Scioperi a raffica. Servono?

da tuttoscuola.com

Scioperi a raffica. Servono?

Non esistono più da anni, e non solo in Italia, soprattutto nell’area del pubblico impiego, quei margini di agibilità finanziaria che avevano consentito ai sindacati di sostenere i negoziati per i rinnovi contrattuali ricorrendo allo sciopero come strumento di pressione per sbloccare le trattative e sottoscrivere gli accordi.

In tempi di crisi come quelli che viviamo lo sciopero nel settore del lavoro privato è per lo più finalizzato a scongiurare la chiusura delle fabbriche e a difendere i posti di lavoro dalle ristrutturazioni imposte da un mercato sempre più globalizzato. Non a ottenere migliori condizioni salariali, salvo che in pochi settori di nicchia più dinamici e competitivi. Nel settore pubblico, meno esposto al rischio della perdita di posti di lavoro ma dove gli stipendi sono congelati da anni per le note ragioni, ci sono ben poche possibilità che lo sciopero modifichi tale situazione di blocco. E dunque qual è l’obiettivo dello sciopero generale indetto da Cgil e Uil per il 12 dicembre? E dello sciopero proclamato da Cisl, Snals e Gilda per il 1° dicembre 2014?

Ha fondamento l’ipotesi del premier Renzi, respinta dalla leader della Cgil Susanna Camusso (“lo sciopero non è un gioco”, ma “uno straordinario sacrificio”), che questi scioperi servano soprattutto ai sindacati e ai sindacalisti per autolegittimare il loro ruolo e che non servano per risolvere i problemi?

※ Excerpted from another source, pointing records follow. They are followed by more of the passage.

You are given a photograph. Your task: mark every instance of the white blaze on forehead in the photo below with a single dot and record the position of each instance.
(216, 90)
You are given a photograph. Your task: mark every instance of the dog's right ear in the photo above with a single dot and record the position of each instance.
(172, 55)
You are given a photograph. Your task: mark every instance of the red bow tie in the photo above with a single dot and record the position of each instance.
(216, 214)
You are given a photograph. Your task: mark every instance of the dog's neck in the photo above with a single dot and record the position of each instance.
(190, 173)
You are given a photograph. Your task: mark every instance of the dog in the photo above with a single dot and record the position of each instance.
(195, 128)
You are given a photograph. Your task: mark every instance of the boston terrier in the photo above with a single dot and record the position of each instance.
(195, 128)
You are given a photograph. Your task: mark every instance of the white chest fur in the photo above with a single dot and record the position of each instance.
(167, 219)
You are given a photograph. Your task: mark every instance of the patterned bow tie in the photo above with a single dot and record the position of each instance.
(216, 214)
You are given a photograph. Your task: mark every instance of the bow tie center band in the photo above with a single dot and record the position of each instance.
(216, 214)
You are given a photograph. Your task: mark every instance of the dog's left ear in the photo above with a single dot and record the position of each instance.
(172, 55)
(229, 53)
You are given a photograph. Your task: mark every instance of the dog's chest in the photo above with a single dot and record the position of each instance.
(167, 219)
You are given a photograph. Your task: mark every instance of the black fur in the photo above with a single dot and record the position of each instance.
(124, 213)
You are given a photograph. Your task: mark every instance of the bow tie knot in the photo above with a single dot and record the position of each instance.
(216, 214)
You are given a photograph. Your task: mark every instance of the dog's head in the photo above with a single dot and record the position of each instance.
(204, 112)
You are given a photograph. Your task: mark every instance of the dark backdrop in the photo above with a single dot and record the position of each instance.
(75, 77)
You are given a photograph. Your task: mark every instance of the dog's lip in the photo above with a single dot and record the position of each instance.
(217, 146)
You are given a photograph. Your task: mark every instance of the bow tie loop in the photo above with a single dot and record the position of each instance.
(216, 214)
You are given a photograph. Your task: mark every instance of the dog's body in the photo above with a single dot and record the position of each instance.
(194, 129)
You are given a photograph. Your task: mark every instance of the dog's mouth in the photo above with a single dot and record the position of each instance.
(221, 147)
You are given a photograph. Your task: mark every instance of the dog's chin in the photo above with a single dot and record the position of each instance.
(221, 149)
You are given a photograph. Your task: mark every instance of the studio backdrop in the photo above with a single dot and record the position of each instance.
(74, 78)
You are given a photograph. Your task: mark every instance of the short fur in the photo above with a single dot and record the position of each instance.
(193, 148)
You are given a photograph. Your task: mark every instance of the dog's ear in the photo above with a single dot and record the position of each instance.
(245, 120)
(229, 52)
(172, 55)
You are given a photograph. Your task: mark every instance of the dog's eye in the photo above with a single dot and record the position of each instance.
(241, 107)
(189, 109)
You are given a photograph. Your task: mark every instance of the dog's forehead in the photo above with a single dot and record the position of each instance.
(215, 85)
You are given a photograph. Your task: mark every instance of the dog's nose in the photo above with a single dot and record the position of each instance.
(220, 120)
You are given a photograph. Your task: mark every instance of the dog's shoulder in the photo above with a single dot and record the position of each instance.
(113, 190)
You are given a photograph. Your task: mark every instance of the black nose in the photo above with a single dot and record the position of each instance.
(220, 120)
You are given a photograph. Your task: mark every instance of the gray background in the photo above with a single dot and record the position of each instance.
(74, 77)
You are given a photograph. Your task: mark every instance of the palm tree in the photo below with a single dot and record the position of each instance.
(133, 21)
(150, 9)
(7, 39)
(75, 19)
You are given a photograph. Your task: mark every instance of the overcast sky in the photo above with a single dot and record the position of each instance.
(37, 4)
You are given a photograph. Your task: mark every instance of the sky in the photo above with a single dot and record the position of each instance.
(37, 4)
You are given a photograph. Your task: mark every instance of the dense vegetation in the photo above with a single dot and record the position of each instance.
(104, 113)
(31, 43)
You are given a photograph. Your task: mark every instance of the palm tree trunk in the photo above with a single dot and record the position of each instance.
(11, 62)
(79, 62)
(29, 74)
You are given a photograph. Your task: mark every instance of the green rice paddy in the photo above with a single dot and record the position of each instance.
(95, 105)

Che con l’arma dello sciopero si possano sconfiggere i “mostri” (come li chiamava Tremonti) della globalizzazione e del debito pubblico crescente sembra francamente irrealistico. Ma che esista un forte e diffuso malcontento tra i lavoratori occupati, compresi quelli della scuola, ci sembra altrettanto inoppugnabile, e i sindacati se ne fanno interpreti. Forse più che una rincorsa di scioperi e arroccamenti reciproci servirebbe più dialogo.